伊勢原、秦野の両市で8日、1年の無病息災を祈る「薬師粥(がゆ)」の振る舞いや、伝統行事の「石売り」が行われた。住民や子どもたちが一体となり、1年の平穏や子どもに病気や災いが起きないよう願った。
「日本三薬師」の一つである伊勢原市日向の日向薬師では「初薬師」が行われ、住民や信徒が地元産のダイコンやハクサイ、正月に供えた鏡餅などを切り、大鍋で煮込んだ。午前11時ごろから参詣者に振る舞われた。
本尊の国重要文化財、薬師三尊像も開帳され、多くの人が手を合わせた。薬師粥を調理した日向薬師世話人総代の能條好(よしみ)さん(72)は「大きな災害のない平和な年になってほしい」と祈願。初めて訪れた同市上粕屋のフラワースクール講師の杉本悠子さん(61)は「体も温まり、おなかいっぱいになった。健康で、仕事に励む1年にしたい」と話していた。
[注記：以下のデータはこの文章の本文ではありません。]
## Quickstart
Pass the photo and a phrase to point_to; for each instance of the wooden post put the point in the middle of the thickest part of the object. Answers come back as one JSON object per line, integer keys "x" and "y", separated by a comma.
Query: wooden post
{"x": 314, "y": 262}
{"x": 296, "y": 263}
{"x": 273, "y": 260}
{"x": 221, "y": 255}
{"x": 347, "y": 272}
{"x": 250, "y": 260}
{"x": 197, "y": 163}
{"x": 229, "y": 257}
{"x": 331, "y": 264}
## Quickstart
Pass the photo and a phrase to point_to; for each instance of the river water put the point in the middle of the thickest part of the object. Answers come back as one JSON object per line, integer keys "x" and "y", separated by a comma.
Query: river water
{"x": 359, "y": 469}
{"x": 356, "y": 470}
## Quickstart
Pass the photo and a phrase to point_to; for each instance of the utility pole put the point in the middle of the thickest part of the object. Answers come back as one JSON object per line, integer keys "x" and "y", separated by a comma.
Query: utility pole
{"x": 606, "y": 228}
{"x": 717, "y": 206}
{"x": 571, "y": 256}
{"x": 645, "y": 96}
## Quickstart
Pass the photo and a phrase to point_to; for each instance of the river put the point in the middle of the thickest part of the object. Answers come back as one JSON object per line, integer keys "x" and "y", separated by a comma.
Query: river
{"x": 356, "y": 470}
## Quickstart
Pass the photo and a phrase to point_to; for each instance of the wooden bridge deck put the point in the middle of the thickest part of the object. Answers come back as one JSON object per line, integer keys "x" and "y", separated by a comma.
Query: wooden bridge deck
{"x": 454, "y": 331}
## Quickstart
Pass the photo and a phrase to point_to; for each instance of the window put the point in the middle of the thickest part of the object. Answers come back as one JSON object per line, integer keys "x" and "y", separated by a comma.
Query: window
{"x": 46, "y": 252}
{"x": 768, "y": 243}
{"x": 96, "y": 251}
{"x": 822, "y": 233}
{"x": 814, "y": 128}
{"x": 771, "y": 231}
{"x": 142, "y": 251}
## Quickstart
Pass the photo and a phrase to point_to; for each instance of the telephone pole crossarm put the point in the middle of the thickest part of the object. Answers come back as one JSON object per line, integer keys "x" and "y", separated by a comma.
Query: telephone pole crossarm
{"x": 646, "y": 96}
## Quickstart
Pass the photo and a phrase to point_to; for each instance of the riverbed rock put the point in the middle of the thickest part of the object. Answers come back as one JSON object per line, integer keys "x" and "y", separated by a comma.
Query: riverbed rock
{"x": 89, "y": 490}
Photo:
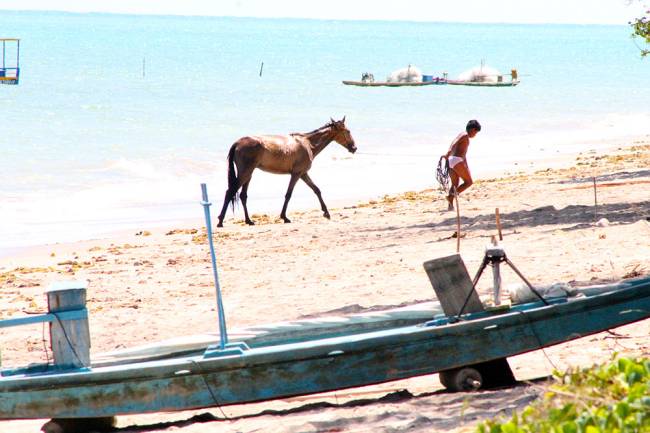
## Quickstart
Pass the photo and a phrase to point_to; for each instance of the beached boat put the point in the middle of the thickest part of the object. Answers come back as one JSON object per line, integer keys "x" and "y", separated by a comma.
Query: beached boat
{"x": 299, "y": 358}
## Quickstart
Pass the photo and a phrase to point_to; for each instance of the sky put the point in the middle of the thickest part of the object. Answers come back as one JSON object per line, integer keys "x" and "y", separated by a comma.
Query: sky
{"x": 495, "y": 11}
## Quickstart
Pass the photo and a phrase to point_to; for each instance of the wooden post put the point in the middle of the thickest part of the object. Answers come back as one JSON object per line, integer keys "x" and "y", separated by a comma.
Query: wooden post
{"x": 70, "y": 339}
{"x": 457, "y": 222}
{"x": 498, "y": 217}
{"x": 595, "y": 202}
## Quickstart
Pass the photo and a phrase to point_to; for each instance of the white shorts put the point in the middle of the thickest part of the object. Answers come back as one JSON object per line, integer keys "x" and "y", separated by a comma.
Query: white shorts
{"x": 454, "y": 161}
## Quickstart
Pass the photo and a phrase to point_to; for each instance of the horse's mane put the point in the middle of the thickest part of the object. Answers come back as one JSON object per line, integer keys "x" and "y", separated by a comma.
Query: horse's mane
{"x": 327, "y": 125}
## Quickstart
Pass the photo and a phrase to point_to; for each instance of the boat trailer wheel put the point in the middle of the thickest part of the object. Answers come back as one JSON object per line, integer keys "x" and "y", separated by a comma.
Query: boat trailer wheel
{"x": 461, "y": 379}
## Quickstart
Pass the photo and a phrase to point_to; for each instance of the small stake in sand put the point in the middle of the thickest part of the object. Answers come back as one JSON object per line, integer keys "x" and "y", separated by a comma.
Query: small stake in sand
{"x": 224, "y": 348}
{"x": 595, "y": 202}
{"x": 498, "y": 218}
{"x": 457, "y": 222}
{"x": 208, "y": 223}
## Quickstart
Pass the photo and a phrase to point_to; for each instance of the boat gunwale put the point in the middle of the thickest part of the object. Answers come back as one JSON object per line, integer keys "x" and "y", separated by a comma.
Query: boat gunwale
{"x": 314, "y": 349}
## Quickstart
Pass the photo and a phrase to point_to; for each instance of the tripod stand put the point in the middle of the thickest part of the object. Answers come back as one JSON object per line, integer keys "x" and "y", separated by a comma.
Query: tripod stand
{"x": 494, "y": 256}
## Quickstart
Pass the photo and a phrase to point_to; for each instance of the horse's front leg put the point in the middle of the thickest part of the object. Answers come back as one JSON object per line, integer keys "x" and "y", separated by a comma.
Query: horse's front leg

秦野市西大竹地区では、道祖神として祭られる石を子どもたちが住民に売り歩く伝統行事「石売り」が行われた。市生涯学習文化振興課によると、詳しい起源は不明だが、行事は明治時代中ごろから続き、小学校高学年の男子が参加する。
東町地区と開戸町地区に分かれた約20人の子どもたちは、同市西大竹の嶽神社を出発、道祖神として積まれている石をリヤカーに載せて家を回った。各家で「石売りとお飾り集めに来ました」と声を掛け、しめ縄、お札、だるまなどを回収し、千円から3千円程度で道祖神の石を販売した。
石を買った家は、子どもに病気や災いが起きず、子宝に恵まれるとされる。石は15日に子どもたちが回収し、元の場所に戻す。お金は子どもたちの小遣いになる。
開戸町地区の大将を務めた近藤瑞樹君(12)は「重くて疲れたけど、石が売れてうれしかった。来年も今の形を崩さず、後輩たちが続けていってほしい」。東町地区の大将の小形健史郎君(11)は「みんなと力を合わせて目的を達することができた。来年は、もっと参加してくれる小学生を集めたい」と話していた。
「石売り」は毎年、どんど焼きが行われる14日の前に行われる。13日には子どもたちが各家におでんや手作りのお札を売り歩く。